Vous avez bien choisi la carte du tarot « le pendu » caractérisant votre dilemme personnel.
Vous êtes un intellectuel brillant qui désirez profondément être « reconnu », savant, plus encore que vous ne l’êtes, c’est-à-dire un génie. Ce qui ne suffit pas à donner un sens à sa vie. Par ailleurs il faut assumer l’extrême solitude du génie, et souvent son enfer sur cette terre (Nietzsche). Le mental comme vous ne l’ignorez pas peut vous entraîner dans d’effrayants maelströms.
C’est le serpent qui se mord la queue.
« Je suis perdu ne m’aidez pas ».
Ce qui me semble être un appel.
A force de tourner en rond dans son intelligence, son savoir, le narcissisme peut vous tuer. A force de regarder, de disséquer son intelligence, de la dépiauter, de l’inviter à de multiples métamorphoses, on peut tomber dans la dilution de son être...
Personne ne doute de votre intelligence.
Mais l’intelligence ne suffit pas.
Ni à vous faire reconnaître par vos pairs (jalousies, rivalités, egomanies...)
Ni bien sûr à vous rendre « heureux » qui est un bien grand mot.
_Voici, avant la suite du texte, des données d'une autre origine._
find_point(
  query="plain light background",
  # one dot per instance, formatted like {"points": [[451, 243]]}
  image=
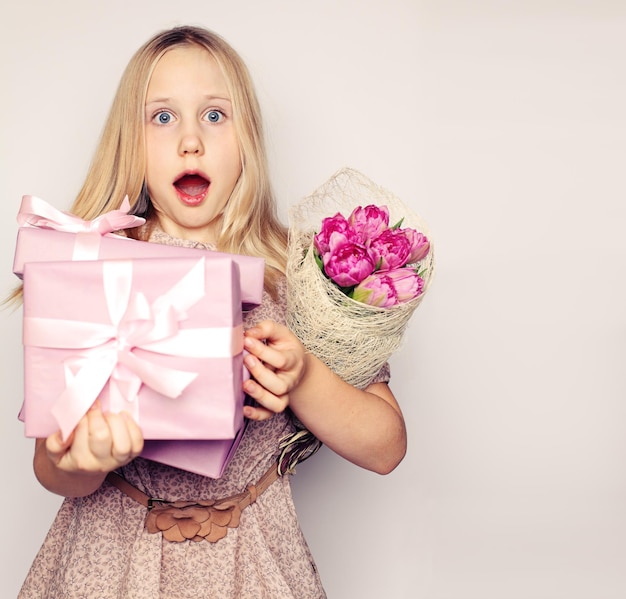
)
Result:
{"points": [[503, 124]]}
Le pendu précède l’Arcane sans nom. Donc, le devoir de se transformer. De passer d’un cycle à un autre, de mourir a qqchose pour accéder (renaître) à autre chose. Plus simplement, mourir à soi-même (au vieil homme en soi), ce qui justement n’est pas simple et de plus très très douloureux.
Oui nous sommes tous pris dans les grands cycles sociétaux, incluant nos propres cycles personnels. Nos cycles n’interférant pas forcément aux cycles de la société au sein de laquelle nous vivons.
A la lumière de la mutation profonde de nos sociétés occidentales, nous sommes pris dans cette intense mutation d’où les profondes douleurs et terreurs dues au passage vers « l’inconnu »...
Ni la politique ni la psychanalyse ne sauve personne. (J’ai connu cette expérience qui m’a beaucoup apporté à une époque de ma vie, et m’a fait passer au stade supérieur, une vie plus spirituelle (hors toute religion). La psychanalyse a le grand tort de trop gratter les plaies et de vous bloquer dans le passé, de trop disséquer les émotions, les sentiments, de rationnaliser la vie en général.
Oui il y a souvent de quoi désespérer de l’espèce humaine.
Une fois que l’on sait cela et on le sait très tôt dans la vie, il n’y a plus qu’à travailler sur soi-même. Grand-Oeuvre, travail aux tripes (tripalium !), laboratoire intime, confrontation avec l’ombre, le double, exploration du mental « ravageur » (soit l’ego), et ceci sans cesse et sans fin jusqu’à la fin...
Cent fois sur le métier remettez votre ouvrage.
Le grand-oeuvre alchimique.
Comment le monde irait-il mieux quand si peu se supportent eux-même.
Quand la plupart fuit dans les « distractions » au sens le plus large du terme.
(Je me distrais de moi-même car mon moi m’épuise)
Il va de soi que les politiques sont les plus fanatiques « fuyeurs » !!!
Lâcher un politicien au fin fond d’une nature extrême, vous m’en donnerez des nouvelles !
Même pas deux heures avant qu’il ne tombe en syncope devant la disparition de son ego, ou en pleine dépression , voire pire tant l’horreur de se « rencontrer », la disparition soudaine de miroirs complaisants et déformés, le précipiterait dans la folie.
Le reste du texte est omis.